Branding Big Pharma as “the least trusted industry,” a recent op-ed by BMJ editors stated that it was “morally indefensible” that this information remains inaccessible to doctors, researchers and the public, despite the global rollout of vaccines and treatments.
In the scathing editorial, the writers – senior BMJ editor Peter Doshi, former editor-in-chief Fiona Godlee and her successor Kamran Abbasi – accuse pharmaceutical companies of “reaping vast profits without adequate independent scrutiny of their scientific claims.”
At least three of the many companies making Covid-19 vaccines have past criminal and civil settlements costing them billions of dollars. One pleaded guilty to fraud. Other companies have no pre-Covid track record.
In particular, the editorial collective calls out Pfizer, Moderna and AstraZeneca for not providing “timely access” to “anonymized individual participant data” from their clinical trials. This granular data is available to regulators like the US Food and Drug Administration (FDA), which told a judge last month to give it 75 years to publish all data relating to the Pfizer-BioNTech vaccine.
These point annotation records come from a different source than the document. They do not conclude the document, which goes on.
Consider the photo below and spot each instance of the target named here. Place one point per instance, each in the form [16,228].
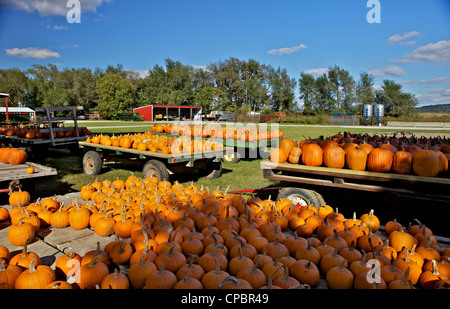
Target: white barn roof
[16,110]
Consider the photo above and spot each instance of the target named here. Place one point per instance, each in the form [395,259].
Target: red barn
[167,112]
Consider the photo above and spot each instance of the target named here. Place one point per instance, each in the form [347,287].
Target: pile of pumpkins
[14,156]
[218,132]
[171,236]
[33,132]
[401,155]
[152,142]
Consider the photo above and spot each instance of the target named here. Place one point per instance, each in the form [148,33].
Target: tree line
[228,85]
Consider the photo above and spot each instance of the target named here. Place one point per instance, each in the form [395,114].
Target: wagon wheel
[155,168]
[214,170]
[234,157]
[300,196]
[92,163]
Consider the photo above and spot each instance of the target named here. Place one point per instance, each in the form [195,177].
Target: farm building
[168,112]
[6,112]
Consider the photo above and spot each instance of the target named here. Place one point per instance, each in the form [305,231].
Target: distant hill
[439,108]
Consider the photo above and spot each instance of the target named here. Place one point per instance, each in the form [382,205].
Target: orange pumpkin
[312,154]
[380,160]
[278,155]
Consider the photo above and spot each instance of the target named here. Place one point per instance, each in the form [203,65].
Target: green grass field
[241,176]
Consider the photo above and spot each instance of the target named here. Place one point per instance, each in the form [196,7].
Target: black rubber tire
[92,163]
[234,158]
[155,168]
[300,196]
[215,171]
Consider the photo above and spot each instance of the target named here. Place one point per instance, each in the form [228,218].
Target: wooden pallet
[432,187]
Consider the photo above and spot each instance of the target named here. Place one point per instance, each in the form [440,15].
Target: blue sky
[411,44]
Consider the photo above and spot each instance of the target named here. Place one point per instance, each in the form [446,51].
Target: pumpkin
[17,156]
[403,283]
[103,256]
[392,225]
[59,285]
[104,226]
[188,283]
[254,275]
[90,275]
[312,154]
[308,253]
[116,281]
[172,260]
[402,163]
[35,277]
[330,260]
[294,155]
[232,282]
[356,158]
[60,218]
[4,214]
[339,277]
[380,160]
[19,198]
[278,155]
[414,269]
[24,258]
[371,220]
[369,280]
[287,144]
[425,163]
[401,239]
[66,264]
[79,217]
[119,251]
[390,273]
[306,272]
[138,272]
[8,276]
[334,157]
[19,234]
[429,278]
[190,269]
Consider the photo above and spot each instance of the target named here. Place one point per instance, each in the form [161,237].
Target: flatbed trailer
[155,164]
[409,196]
[52,125]
[241,148]
[18,173]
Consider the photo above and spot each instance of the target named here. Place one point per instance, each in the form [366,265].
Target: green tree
[348,86]
[364,89]
[170,86]
[397,103]
[115,95]
[324,95]
[281,88]
[42,86]
[14,82]
[307,93]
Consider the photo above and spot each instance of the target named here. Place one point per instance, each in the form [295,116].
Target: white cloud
[435,96]
[32,52]
[407,43]
[287,50]
[317,72]
[57,27]
[433,52]
[51,7]
[402,37]
[391,70]
[437,80]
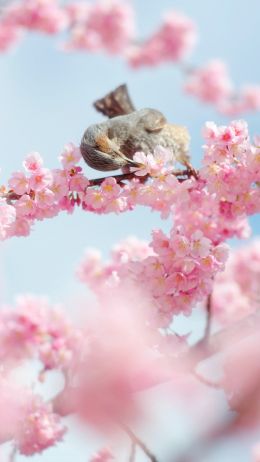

But the BMJ said Pfizer – whose trial was “funded by the company and designed, run, analyzed, and authored by Pfizer employees” – has indicated that it will not entertain data requests until May 2025, a full two years after the primary study is completed.
This lack of access to data is “consistent across vaccine manufacturers,” the editors write, noting that the industry is not “legally required” to honor requests from independent researchers.
Further, they point out that regulatory bodies like Health Canada and the European Medicines Agency do not even “receive or analyze” trial data, whereas the UK’s Medicines and Healthcare Products Regulatory Agency does not “proactively release” such info.
“The purpose of regulators is not to dance to the tune of rich global corporations and enrich them further; it is to protect the health of their populations,” they concluded.